Aviation EU-ETS Changes – Part 2: Covered Areas, Calculations and Exemptions

Aviation EU-ETS Changes – Part 2: Covered Areas, Calculations and Exemptions

This business aviation blog post continues from our article last week, titled: "Aviation EU-ETS Changes – Part 1: Good News from the European Commission."

Concerning the period 2014 to 2020, the European Commission (EC) proposes that the European Union Emissions Trading System (EU-ETS) continue to fully cover emissions from all flights between airports in the European Economic Area (EEA), including flights between airports in the EEA and airports in outermost regions of the EEA.

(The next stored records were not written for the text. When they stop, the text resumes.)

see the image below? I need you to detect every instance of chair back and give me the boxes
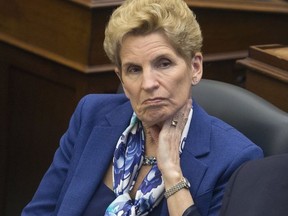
[193,79,288,156]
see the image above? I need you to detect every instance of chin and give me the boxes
[141,112,170,127]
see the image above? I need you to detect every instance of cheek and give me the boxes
[123,86,139,106]
[168,80,192,109]
[122,82,137,100]
[173,73,192,95]
[123,89,130,99]
[173,87,191,106]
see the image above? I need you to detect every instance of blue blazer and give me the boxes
[22,94,263,216]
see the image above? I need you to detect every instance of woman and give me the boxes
[22,0,263,215]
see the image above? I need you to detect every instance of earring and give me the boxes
[192,77,198,85]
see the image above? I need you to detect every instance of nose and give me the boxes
[141,68,159,91]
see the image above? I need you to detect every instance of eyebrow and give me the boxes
[121,52,175,68]
[122,62,139,70]
[153,54,172,62]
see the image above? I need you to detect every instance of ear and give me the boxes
[115,67,129,98]
[114,67,122,83]
[190,52,203,86]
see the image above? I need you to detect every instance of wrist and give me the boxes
[164,176,191,199]
[162,171,183,188]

The following is an overview of what you need to know:

1. Geographic scope of the proposal

For the 2013 reporting year, the EC proposes EU-ETS requirements are applicable for flights between EEA countries. For the period 2014-2020, the EC proposes that EU-ETS cover emissions from all flights between airports in the EEA, including flights between airports in the EEA and airports in the outermost regions of the EEA – such as Iceland. Flights between EEA airports and airports in third countries would generally be covered in proportion to the distance travelled within European airspace. This proportion would cover the distance from 12 nautical miles (NM) from the farthest point on the outer coastline of an EEA territory to the EEA airport or arrival/departure point.

11/27/2013: Update by author

2. Emission calculations for 2013 and beyond

For 2013, small emitter calculators assist operators in determining reportable CO2 emissions. Tools for calculating CO2 emissions for 2014 and 2015 have not yet been created, but you’ll need to submit 2014 and 2015 CO2 reports by 2015. We are, however, still somewhat "flying in the dark," as CO2 reporting procedures for 2013-2015 are also unknown at this time. There’s no guarantee that the European Parliament will ratify this proposal and, if they do, to what extent.

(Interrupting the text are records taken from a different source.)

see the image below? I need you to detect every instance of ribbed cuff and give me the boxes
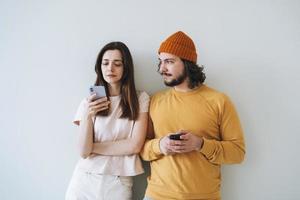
[199,137,215,157]
[151,138,163,156]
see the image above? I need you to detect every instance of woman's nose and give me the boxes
[107,62,114,71]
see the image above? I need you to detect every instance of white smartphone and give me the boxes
[89,85,106,99]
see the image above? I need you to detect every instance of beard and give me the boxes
[162,70,187,87]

3. Changes to small emitter tools

Going forward, if approved by the EC, small emitters will use the ETS support facility instead of a small emitters tool. This support facility provides more comprehensive calculations — as opposed to a small emitter tool that simply provides data based on NM and aircraft type. Emitters of less than 1,000 tons of CO2 (approximately 90% of global GA operators) will be exempt and will not need to submit emissions reports or purchase carbon credits. Operators with between 1,000 and 25,000 tons of CO2 emissions annually will use simplified carbon tracking and reporting procedures, such as the ETS support facility. Keep in mind, however, that none of these proposed changes/regulations have been approved at this point, and C02 reporting procedures for small emitters are not known at this time.

4. Operator recommendations

Contact your 3rd-party provider to gain more insight on proposed EU-ETS changes and how these developments may impact your operations. Best practice, for the time being, is to log all flights to, from, and within the EU until more information is known. Although we’ve not seen any EU enforcement to date for non-compliance, it’s unknown what will happen in the future in terms of compliance/enforcement. Those operators who choose not to track EU-ETS-related flight legs may be leaving themselves open to future fines, although we haven’t seen any such fines yet.


Recent changes impacting EU-ETS are good news for small emitter GA operators who make up over 90% of GA operators worldwide. Small emitters should be able to look forward to reduced overall costs and significant reductions in time involved, in terms of complying with EU-ETS mandates, if these aspects of the proposal are approved by the EC. As the EC’s EU-ETS program develops over coming years, there will likely be some level of flight tracking required regarding CO2 calculations. The details of all of this, however, are in the future and unknown at this time.